Commission lawyers have analysed the agreements and Semeta is now considering whether to take legal action, she said.

"Commissioner Semeta is confident that they will find a way of addressing the concerns that the Commission has with these agreements, and will work to remove the parts that impinge on EU law."

A UK finance ministry spokeswoman said Britain was aware the Commission has concerns and was working closely with Brussels to address them.

European Union rules impose a 35 percent tax on the interest earned on its citizens' savings in Switzerland and the Commission wants to widen the rules to apply not only to savings accounts but also to Swiss investment funds.
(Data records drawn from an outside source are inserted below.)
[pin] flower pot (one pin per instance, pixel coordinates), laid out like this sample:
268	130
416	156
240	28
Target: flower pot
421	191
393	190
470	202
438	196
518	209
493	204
Pressure on Swiss banking secrecy, which has helped Swiss banks such as UBS and Credit Suisse build up Switzerland's $2 trillion offshore financial sector, has led it to clinch the deals with Britain and Germany.

Other agreements are still in negotiation, such as one with the United States to settle a dispute over Swiss banks helping wealthy Americans dodge U.S. taxes.

Switzerland sees the German and British agreements as a blueprint for others in the EU, for example with Greece.

Foreign nations have voiced their willingness to strike such deals, in part because revenues from the assets would help ease big budget deficits.

Germany recently sought to revisit its Swiss deal, reached in September, after German opposition lawmakers called it too lenient on alleged tax evaders and threatened to block it.